Death penalty defendants in Georgia have to prove they are mentally disabled beyond a reasonable doubt to avoid execution, the strictest standard in the country. Hill's lawyers have said the high standard for proving mental disability is problematic because psychiatric diagnoses are subject to a degree of uncertainty that is virtually impossible to overcome. But Georgia's strict standard has repeatedly been upheld by state and federal courts.
"We are profoundly disappointed that Georgia's Supreme Court has refused to stop tonight's execution of Warren Hill, a person with mental retardation, which we believe is at odds with the Unites States Supreme Court's protection of the mentally retarded," defense attorney Brian Kammer said in a statement. "More than a decade ago, the U.S. Supreme Court ruled that persons with mental retardation must not be executed."
Georgia passed a law in 1988 prohibiting the execution of mentally disabled death row inmates, and the U.S. Supreme Court ruled in 2002 that the execution of mentally disabled offenders is unconstitutional.
Hill's lawyers last week released new sworn statements from the three doctors who examined Hill in 2000 and testified before the court that he was not mentally disabled. The doctors wrote in their new statements that they were rushed in their evaluation at the time, they have acquired additional experience and that there have been scientific developments in the intervening 12 years. All three reviewed facts and documents in the case and wrote that they now believe that Hill is mentally disabled.
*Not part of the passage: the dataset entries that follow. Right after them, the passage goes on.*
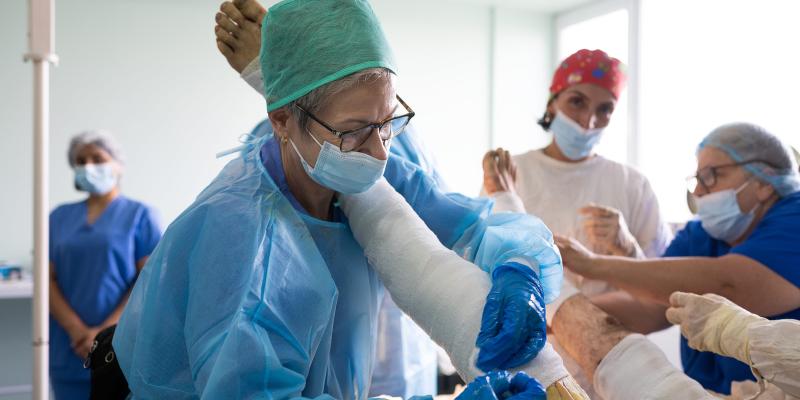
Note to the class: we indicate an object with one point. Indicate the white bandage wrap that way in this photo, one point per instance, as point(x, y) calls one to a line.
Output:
point(636, 369)
point(440, 291)
point(507, 202)
point(252, 75)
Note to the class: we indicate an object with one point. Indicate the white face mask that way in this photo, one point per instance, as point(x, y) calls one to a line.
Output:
point(96, 178)
point(721, 216)
point(572, 139)
point(348, 173)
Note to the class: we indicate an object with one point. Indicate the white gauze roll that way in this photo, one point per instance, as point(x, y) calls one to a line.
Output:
point(443, 293)
point(636, 369)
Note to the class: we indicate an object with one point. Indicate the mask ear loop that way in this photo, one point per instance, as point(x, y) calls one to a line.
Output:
point(744, 185)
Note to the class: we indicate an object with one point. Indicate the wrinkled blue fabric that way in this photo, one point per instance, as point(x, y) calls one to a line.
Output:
point(247, 296)
point(408, 146)
point(514, 312)
point(95, 266)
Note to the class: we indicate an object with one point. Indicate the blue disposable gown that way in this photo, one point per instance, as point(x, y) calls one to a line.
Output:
point(406, 360)
point(246, 297)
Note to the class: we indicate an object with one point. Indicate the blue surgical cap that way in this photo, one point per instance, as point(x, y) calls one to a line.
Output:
point(309, 43)
point(100, 138)
point(774, 162)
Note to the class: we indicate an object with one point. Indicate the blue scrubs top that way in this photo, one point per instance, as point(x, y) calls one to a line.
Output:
point(774, 243)
point(95, 265)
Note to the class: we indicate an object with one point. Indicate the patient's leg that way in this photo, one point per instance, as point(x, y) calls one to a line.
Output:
point(586, 332)
point(623, 365)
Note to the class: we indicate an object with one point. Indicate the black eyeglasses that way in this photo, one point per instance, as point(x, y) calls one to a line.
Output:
point(707, 177)
point(354, 138)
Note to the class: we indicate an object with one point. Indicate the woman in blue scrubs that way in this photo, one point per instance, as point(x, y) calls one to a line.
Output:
point(97, 248)
point(745, 245)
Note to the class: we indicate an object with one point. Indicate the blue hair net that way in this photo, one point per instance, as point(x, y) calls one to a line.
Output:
point(309, 43)
point(775, 163)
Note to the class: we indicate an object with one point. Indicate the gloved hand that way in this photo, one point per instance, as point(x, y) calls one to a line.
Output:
point(712, 323)
point(513, 327)
point(498, 385)
point(607, 232)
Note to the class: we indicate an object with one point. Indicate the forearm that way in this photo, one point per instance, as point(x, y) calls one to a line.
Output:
point(507, 202)
point(586, 332)
point(656, 279)
point(61, 310)
point(638, 315)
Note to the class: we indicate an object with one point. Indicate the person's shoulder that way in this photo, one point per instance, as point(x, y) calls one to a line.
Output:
point(534, 155)
point(617, 168)
point(66, 208)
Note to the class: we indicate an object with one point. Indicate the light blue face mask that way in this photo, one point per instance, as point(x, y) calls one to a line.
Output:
point(95, 178)
point(721, 216)
point(572, 139)
point(349, 173)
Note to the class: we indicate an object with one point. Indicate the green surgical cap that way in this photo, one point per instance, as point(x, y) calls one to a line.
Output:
point(306, 44)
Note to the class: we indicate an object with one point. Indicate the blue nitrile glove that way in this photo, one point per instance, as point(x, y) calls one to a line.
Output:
point(524, 387)
point(500, 385)
point(513, 326)
point(491, 386)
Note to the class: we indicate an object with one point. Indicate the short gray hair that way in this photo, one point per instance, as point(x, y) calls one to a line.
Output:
point(98, 137)
point(769, 159)
point(315, 100)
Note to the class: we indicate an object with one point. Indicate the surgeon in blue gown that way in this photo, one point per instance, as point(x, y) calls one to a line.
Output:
point(743, 246)
point(259, 289)
point(97, 247)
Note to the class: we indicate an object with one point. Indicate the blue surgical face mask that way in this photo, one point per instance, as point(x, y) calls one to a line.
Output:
point(721, 216)
point(348, 173)
point(572, 139)
point(95, 178)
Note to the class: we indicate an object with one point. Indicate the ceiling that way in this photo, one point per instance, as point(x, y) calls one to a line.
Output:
point(545, 6)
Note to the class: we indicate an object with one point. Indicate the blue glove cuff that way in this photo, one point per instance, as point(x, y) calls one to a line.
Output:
point(508, 267)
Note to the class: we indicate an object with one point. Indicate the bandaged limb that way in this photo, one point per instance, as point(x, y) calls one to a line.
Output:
point(622, 365)
point(442, 292)
point(637, 369)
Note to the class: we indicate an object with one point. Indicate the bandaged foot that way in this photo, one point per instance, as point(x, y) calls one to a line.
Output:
point(238, 32)
point(442, 292)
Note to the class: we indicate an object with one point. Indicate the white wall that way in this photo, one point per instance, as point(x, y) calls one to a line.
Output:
point(150, 73)
point(523, 67)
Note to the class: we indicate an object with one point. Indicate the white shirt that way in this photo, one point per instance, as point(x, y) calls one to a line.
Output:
point(554, 191)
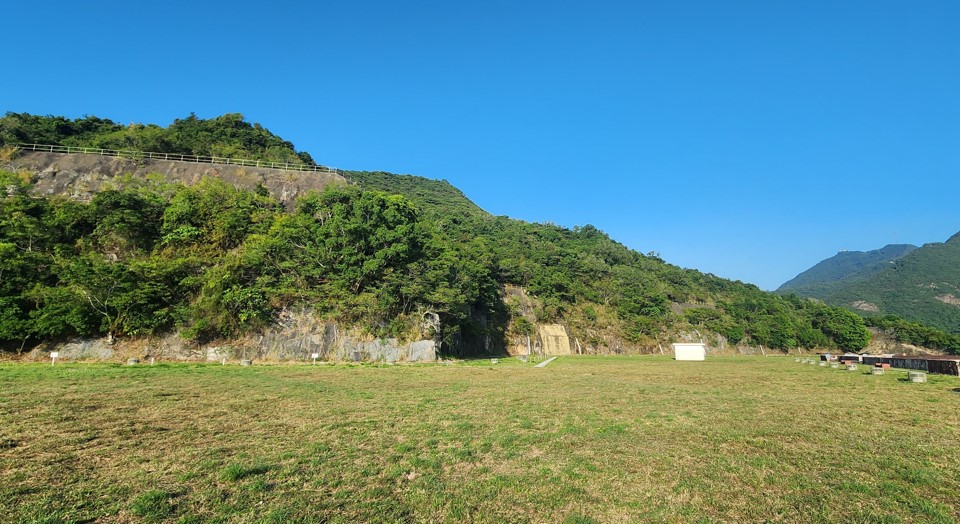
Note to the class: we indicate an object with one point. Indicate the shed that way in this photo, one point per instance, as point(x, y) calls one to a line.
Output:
point(690, 351)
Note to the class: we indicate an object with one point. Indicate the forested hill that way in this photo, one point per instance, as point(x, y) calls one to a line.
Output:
point(923, 286)
point(842, 268)
point(213, 261)
point(228, 136)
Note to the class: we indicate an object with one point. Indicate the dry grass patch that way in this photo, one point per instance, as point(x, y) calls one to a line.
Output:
point(586, 439)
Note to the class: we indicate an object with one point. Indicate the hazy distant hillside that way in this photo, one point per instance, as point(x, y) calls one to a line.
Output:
point(842, 268)
point(923, 286)
point(215, 260)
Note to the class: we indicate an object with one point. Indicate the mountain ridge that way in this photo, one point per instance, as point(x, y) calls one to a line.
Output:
point(213, 261)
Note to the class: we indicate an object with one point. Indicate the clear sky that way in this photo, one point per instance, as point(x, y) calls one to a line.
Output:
point(749, 139)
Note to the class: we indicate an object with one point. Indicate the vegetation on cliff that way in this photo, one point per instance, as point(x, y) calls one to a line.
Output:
point(227, 136)
point(215, 261)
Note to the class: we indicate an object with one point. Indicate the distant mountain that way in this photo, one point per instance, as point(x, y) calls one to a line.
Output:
point(842, 268)
point(922, 285)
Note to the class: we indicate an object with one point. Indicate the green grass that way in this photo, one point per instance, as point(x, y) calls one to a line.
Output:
point(586, 439)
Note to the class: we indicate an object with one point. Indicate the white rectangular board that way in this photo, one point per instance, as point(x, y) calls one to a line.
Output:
point(690, 351)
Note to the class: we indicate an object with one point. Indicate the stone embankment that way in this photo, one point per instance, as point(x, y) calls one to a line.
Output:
point(295, 337)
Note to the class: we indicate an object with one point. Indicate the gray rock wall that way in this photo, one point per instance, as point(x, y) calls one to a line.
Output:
point(294, 338)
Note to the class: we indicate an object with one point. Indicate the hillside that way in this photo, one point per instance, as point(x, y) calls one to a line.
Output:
point(843, 268)
point(214, 260)
point(923, 286)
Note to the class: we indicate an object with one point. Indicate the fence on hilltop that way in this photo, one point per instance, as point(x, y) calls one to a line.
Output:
point(140, 155)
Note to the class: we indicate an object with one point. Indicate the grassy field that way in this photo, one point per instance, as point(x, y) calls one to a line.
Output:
point(586, 439)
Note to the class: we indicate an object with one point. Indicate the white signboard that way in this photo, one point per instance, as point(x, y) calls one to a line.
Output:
point(690, 351)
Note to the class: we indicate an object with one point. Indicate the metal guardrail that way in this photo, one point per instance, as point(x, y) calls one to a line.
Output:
point(138, 155)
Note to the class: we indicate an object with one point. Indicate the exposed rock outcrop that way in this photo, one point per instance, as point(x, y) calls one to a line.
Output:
point(80, 176)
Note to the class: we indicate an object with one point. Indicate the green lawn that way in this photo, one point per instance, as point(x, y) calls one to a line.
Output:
point(586, 439)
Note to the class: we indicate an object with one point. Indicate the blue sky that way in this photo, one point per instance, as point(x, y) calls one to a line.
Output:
point(746, 139)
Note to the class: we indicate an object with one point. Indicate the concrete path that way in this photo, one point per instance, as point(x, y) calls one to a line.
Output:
point(545, 362)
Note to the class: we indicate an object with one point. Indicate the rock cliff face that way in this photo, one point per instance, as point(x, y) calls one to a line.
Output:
point(296, 337)
point(80, 176)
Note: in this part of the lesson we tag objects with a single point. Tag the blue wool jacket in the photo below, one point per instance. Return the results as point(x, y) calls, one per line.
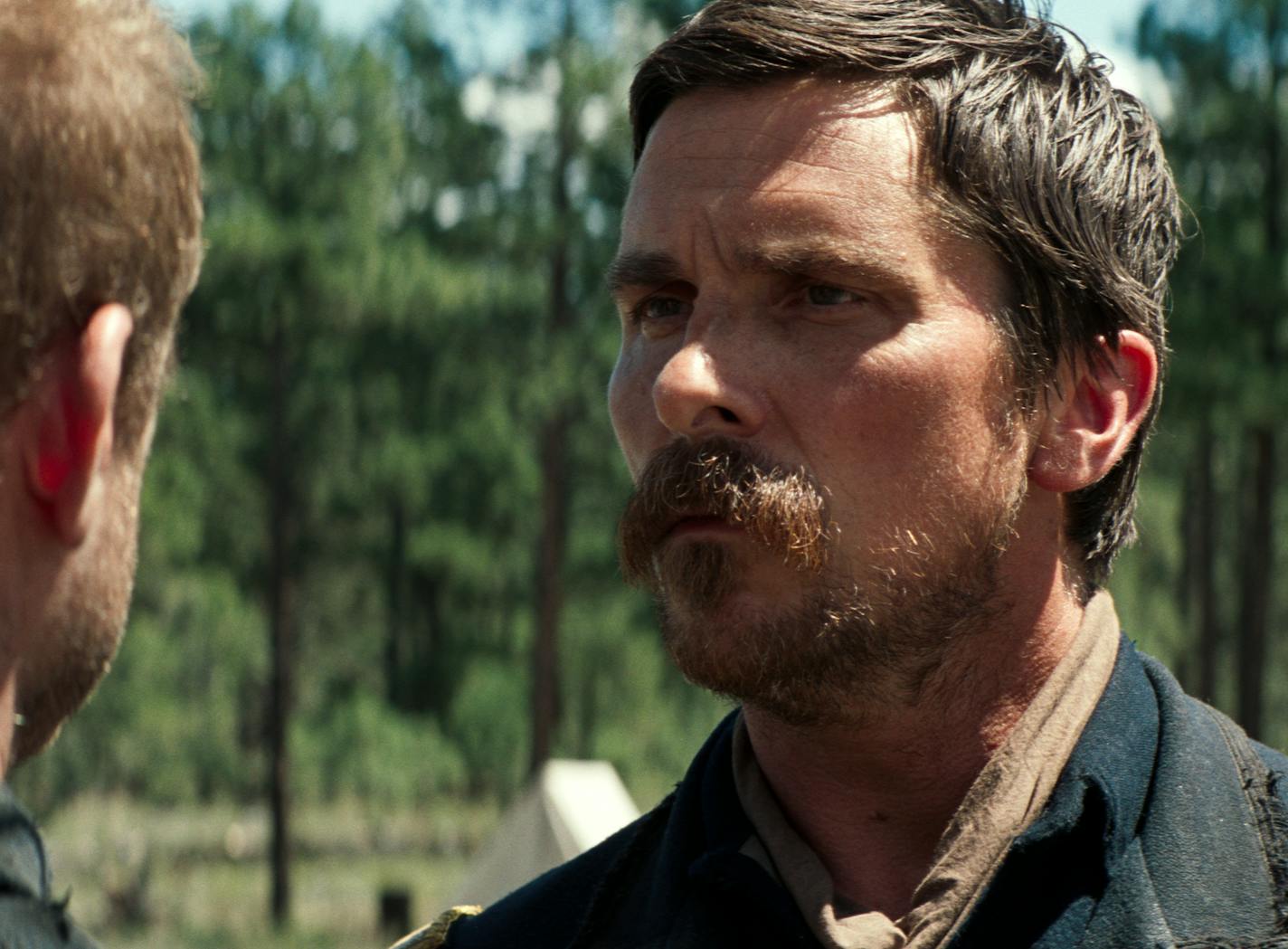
point(1167, 828)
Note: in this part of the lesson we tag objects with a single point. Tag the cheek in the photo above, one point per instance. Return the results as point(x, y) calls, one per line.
point(899, 428)
point(630, 407)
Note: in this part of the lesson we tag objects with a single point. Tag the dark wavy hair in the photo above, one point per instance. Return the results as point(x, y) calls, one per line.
point(1033, 151)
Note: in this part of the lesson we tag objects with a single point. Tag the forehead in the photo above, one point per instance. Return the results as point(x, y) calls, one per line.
point(801, 169)
point(790, 149)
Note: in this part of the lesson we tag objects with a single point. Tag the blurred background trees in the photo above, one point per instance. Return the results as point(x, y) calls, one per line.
point(376, 565)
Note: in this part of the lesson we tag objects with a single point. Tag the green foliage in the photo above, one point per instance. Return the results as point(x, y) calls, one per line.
point(365, 368)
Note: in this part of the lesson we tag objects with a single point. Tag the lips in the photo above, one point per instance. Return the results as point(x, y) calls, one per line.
point(690, 525)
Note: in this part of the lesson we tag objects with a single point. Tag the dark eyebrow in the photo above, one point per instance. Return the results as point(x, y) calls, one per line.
point(808, 259)
point(640, 270)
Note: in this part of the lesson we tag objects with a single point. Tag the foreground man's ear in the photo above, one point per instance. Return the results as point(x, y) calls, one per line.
point(66, 422)
point(1093, 422)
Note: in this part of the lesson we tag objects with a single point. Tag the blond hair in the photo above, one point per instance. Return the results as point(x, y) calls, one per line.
point(99, 187)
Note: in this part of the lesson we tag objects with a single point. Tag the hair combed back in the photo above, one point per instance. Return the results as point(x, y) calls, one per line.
point(1033, 151)
point(99, 185)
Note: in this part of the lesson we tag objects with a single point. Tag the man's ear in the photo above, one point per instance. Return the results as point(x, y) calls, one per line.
point(66, 422)
point(1093, 422)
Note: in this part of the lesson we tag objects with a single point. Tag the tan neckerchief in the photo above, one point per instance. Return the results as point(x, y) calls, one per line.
point(1005, 799)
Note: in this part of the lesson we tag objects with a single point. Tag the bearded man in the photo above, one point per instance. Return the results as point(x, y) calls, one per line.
point(99, 227)
point(892, 280)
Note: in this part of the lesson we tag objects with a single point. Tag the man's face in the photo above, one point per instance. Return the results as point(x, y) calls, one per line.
point(787, 289)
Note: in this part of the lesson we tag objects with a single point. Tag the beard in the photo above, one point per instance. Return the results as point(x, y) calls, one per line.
point(81, 629)
point(863, 632)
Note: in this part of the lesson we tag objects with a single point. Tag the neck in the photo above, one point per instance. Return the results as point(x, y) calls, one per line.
point(872, 792)
point(8, 711)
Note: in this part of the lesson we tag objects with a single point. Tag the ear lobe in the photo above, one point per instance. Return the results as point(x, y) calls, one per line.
point(1093, 422)
point(67, 423)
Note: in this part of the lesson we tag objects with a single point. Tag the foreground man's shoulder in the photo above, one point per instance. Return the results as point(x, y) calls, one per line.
point(29, 922)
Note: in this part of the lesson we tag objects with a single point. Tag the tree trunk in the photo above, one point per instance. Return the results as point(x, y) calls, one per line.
point(1203, 581)
point(554, 435)
point(281, 622)
point(1257, 562)
point(397, 620)
point(554, 528)
point(1257, 574)
point(1197, 593)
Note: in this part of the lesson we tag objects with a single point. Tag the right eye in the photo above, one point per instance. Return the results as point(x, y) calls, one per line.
point(657, 316)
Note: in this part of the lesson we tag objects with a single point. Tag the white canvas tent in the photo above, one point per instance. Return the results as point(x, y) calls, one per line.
point(568, 809)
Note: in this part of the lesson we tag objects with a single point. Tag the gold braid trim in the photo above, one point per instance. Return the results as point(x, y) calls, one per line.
point(434, 935)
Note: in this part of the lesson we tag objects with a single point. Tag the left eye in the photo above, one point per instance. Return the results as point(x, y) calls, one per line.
point(825, 295)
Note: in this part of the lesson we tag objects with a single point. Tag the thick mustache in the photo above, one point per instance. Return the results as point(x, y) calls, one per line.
point(782, 508)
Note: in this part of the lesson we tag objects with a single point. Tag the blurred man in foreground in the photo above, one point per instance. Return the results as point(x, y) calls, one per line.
point(99, 228)
point(892, 282)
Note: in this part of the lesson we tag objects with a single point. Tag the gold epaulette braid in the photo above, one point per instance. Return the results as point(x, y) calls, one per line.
point(434, 935)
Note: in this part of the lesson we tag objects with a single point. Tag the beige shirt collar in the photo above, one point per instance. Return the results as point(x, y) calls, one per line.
point(1004, 802)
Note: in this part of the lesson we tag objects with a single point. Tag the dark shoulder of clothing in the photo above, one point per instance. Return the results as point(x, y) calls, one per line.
point(30, 918)
point(1166, 828)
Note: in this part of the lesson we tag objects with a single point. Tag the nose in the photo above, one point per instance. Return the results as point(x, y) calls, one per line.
point(696, 397)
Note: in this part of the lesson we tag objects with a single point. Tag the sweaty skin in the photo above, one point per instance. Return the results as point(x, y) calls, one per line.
point(783, 279)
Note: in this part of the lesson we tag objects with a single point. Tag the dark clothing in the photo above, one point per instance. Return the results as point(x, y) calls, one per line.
point(29, 917)
point(1167, 828)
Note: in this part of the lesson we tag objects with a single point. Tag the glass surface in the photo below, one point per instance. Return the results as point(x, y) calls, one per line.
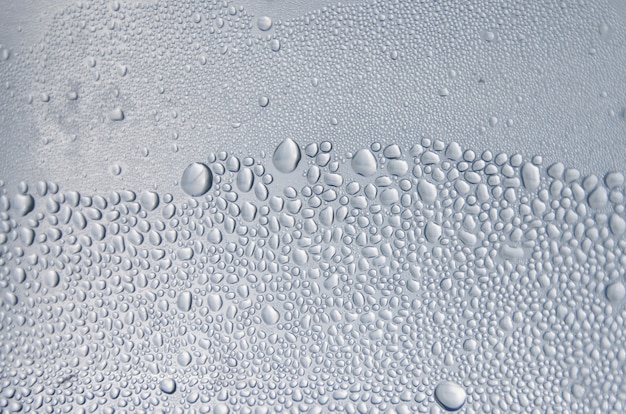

The state questioned the credibility of the doctors' statements. These doctors met with Hill and reviewed extensive documentation in the case in 2000, and they haven't seen him since and didn't have significant new information in front of them during their recent review, the state argued. Therefore, it is not credible that they are able to refute the testimony they were so adamant about in 2000, the state argued.
The state has cited expert testimony and IQ tests that concluded Hill was not mentally disabled. Before trial, Hill's family members described him as "the leader of the family" and "a father figure," the state notes. He was not in special education classes and served in the Navy, where he received promotions, the state said.
The defense has referenced a state court judge's assessment that Hill was mentally disabled and a test that showed his IQ to be about 70. The defense also cited expert testimony that it is not unusual for someone who is mildly mentally disabled to be able to function at a satisfactory level in an environment as structured as the military. With the new statements from the three doctors last week, all doctors who examined him now agree that Hill is mentally disabled, Hill's defense argued.